Habitée sur le temps long, la ville d’Enkomi-Salamine a connu abandons, déplacements, destructions. Les ruines appartiennent au paysage religieux de la ville. Les fouilleurs britanniques ont ainsi découvert des sculptures et des statuettes de terre cuite archaïques (datées des VIIe-VIe siècle av. J.-C.) dans plusieurs tombes construites du Bronze récent (XIVe-XIIIe siècles av. J.-C.). Offrandes déposées parmi les vestiges monumentaux d’un passé « héroïque », elles montrent que les habitants de la ville nouvelle continuaient de fréquenter la ville désertée, peut-être à l’occasion de fêtes religieuses, que cette dernière était intégrée au paysage historique de Salamine.

Dans la vaste plaine qui s’étend à l’ouest du centre urbain se trouvaient les nécropoles. À l’époque archaïque (VIIIe-VIIe siècles av. J.-C.), les souverains de Salamine y font édifier d’impressionnantes tombes à chambre. Les découvertes effectuées dans les dromoi (couloirs d’accès) montrent que la mise au tombeau s’accompagnait de cérémonies grandioses, avec sacrifice de chevaux attelés et riche dépôt funéraire. L’une de ces tombes a connu une destinée particulière : réutilisée, transformée après son usage premier comme tombeau au début de la période archaïque, la chambre funéraire est progressivement devenue un lieu de pèlerinage, connu au moins depuis le XIVe siècle, comme Tombe ou Prison de sainte Catherine. Lieu de martyr d’une sainte locale, la tombe païenne a intégré le paysage chrétien. Avec l’exploration du dromos, en 1965, et la découverte de chevaux sacrifiés datant de l’époque archaïque, le mouvement a été inverse : le monument fait désormais partie du parc archéologique de la nécropole royale.

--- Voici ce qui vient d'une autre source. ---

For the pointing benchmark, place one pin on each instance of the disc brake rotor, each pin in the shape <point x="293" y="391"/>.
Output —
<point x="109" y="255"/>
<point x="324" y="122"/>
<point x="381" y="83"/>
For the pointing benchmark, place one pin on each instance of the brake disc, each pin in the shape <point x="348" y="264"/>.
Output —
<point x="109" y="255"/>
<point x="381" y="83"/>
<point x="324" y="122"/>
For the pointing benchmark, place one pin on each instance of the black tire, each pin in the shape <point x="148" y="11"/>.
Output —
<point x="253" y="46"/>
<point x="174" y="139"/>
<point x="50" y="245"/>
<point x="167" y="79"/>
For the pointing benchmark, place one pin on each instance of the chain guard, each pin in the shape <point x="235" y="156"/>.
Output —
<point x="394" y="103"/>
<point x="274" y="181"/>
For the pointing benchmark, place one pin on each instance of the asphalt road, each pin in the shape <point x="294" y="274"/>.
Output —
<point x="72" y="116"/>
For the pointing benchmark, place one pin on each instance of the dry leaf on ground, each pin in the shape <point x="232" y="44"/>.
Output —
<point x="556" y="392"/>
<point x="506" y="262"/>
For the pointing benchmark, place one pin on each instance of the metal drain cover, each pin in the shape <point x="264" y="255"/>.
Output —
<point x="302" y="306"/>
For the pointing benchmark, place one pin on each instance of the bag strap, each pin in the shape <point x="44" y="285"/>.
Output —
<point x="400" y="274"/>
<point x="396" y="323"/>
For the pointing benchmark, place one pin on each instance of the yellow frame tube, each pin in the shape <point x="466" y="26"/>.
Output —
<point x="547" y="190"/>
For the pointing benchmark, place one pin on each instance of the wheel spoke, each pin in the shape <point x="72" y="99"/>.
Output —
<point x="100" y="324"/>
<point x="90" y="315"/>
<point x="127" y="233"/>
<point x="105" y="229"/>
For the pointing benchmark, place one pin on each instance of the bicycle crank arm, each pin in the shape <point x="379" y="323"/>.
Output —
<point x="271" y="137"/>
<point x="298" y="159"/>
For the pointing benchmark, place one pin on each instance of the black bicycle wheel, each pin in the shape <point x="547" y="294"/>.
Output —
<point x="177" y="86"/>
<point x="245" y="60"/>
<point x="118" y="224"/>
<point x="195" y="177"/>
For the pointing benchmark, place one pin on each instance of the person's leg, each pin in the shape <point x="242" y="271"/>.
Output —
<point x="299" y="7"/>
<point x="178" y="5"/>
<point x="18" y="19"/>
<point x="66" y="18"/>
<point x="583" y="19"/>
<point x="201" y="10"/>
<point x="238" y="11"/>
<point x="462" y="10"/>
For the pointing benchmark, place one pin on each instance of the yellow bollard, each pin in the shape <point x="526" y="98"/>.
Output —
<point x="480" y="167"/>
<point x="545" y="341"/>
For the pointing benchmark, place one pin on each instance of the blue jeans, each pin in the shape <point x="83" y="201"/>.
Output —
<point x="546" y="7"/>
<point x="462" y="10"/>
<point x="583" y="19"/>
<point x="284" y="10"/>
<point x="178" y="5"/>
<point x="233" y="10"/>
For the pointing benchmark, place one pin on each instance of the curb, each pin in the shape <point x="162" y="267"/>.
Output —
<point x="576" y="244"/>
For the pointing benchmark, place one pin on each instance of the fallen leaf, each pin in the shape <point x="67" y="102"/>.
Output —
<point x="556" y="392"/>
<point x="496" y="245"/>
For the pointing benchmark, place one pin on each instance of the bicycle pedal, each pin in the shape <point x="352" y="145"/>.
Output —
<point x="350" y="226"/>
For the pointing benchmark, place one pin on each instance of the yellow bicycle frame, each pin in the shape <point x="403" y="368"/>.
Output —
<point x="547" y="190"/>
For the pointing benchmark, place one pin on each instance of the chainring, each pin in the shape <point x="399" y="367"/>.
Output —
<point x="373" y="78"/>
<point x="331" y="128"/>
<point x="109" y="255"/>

Sur le site de la ville de Salamine, et non plus dans sa frange périurbaine dévolue aux nécropoles, se dressait un bloc isolé, connu des villageois comme la Campanopétra, la « pierre à cloche ». Quelle que soit l’exégèse précise de ce toponyme local, il renvoie à un monument chrétien. De fait, la fouille française a progressivement dégagé un remarquable complexe basilical, d’une richesse insoupçonnée, dont la « pierre à cloche » ne constituait qu’un modeste montant de porte. Le marqueur topographique est devenu, à la faveur des travaux archéologiques, l’un des plus grandioses monuments des premiers temps chrétiens de l’île.